MEDAN -Sebuah aksi protes yang dipimpin oleh masyarakat adat dan petani di Sumatra Utara menghadirkan sorotan publik yang intens. Dalam demonstrasi yang berlangsung di depan kantor Gubernur Sumatra Utara, mereka tidak hanya menyoraki nama Prabowo dan Jokowi, tetapi juga menyerukan tuntutan yang tegas terhadap pemerintah.
Aksi Protes dan Tuntutan
Para peserta aksi, yang dipimpin oleh Koordinator Aksi bernama Ustad Darul, menegaskan bahwa mereka adalah pendukung setia Jokowi sejak tahun 2014 dan Prabowo saat pemilihan presiden sebelumnya. Namun, mereka mengungkapkan kekecewaan mereka terhadap kinerja pemerintah dalam memperhatikan nasib para petani dan masyarakat di Desa Sampali.
Desakan kepada Pemerintah
Ustad Darul dengan tegas menyerukan kepada Presiden Jokowi dan Presiden terpilih Prabowo Subianto agar memperhatikan kebutuhan dan nasib para petani serta masyarakat di Desa Sampali. Mereka menuntut agar janji-janji yang pernah diberikan kepada mereka di masa lalu diwujudkan dengan tindakan nyata dari pemerintah.
Kekecewaan terhadap Pj Gubernur Sumut
Selain itu, Ustad Darul juga menyampaikan kekecewaannya terhadap Pj Gubernur Sumut, Hassanudin, karena tidak berada di tempat saat massa aksi datang ke kantor gubernur.

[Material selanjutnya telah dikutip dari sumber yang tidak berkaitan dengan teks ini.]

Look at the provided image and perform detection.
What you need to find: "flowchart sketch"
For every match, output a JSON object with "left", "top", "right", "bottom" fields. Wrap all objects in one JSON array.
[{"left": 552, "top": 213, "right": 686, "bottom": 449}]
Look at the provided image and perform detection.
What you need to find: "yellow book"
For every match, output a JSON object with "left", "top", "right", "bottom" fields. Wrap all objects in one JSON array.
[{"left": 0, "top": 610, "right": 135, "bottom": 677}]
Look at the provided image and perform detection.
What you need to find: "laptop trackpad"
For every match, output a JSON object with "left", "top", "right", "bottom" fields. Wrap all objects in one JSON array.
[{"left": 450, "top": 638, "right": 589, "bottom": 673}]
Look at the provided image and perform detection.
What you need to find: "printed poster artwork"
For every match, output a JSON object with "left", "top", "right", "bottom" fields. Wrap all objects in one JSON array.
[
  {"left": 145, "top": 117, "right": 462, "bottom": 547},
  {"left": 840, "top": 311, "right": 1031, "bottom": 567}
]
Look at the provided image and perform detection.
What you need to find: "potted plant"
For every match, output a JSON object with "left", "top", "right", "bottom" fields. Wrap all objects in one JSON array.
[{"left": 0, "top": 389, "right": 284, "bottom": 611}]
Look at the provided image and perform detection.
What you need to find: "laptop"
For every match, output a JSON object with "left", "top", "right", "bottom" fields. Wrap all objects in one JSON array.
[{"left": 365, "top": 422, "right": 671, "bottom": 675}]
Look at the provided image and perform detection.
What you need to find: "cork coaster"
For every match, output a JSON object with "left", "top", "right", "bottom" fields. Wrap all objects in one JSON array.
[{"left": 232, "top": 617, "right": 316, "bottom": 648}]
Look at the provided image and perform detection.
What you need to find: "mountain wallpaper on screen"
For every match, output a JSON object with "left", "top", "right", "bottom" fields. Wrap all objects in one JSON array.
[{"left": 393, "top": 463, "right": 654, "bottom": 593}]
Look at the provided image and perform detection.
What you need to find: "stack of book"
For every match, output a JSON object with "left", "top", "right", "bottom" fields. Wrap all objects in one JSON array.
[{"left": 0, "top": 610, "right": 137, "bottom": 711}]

Mereka merasa bahwa pemerintah tidak serius dalam menanggapi tuntutan mereka. Ancaman untuk membawa massa dengan jumlah yang lebih besar juga disuarakan sebagai bentuk desakan kepada pemerintah.
Harapan untuk Keadilan
Aksi protes ini mencerminkan aspirasi masyarakat adat dan petani yang menginginkan keadilan dan perlindungan terhadap hak-hak mereka. Mereka menuntut agar pemerintah mendengarkan suara mereka dan bertindak sesuai dengan kebutuhan dan aspirasi rakyat.
Tantangan bagi Pemerintah
Insiden ini merupakan tantangan bagi pemerintah untuk merespons dengan serius tuntutan dan aspirasi rakyat. Perlunya langkah-langkah konkret dan kebijakan yang proaktif untuk menyelesaikan masalah yang dihadapi oleh masyarakat adat dan petani di Sumatra Utara.
Kesimpulan
Aksi protes yang dipimpin oleh masyarakat adat dan petani di Sumatra Utara menyoroti ketidakpuasan dan desakan mereka terhadap pemerintah. Tuntutan akan keadilan dan perlindungan terhadap hak-hak mereka menjadi sorotan utama, menunjukkan pentingnya partisipasi aktif masyarakat dalam proses pembangunan dan kebijakan publik.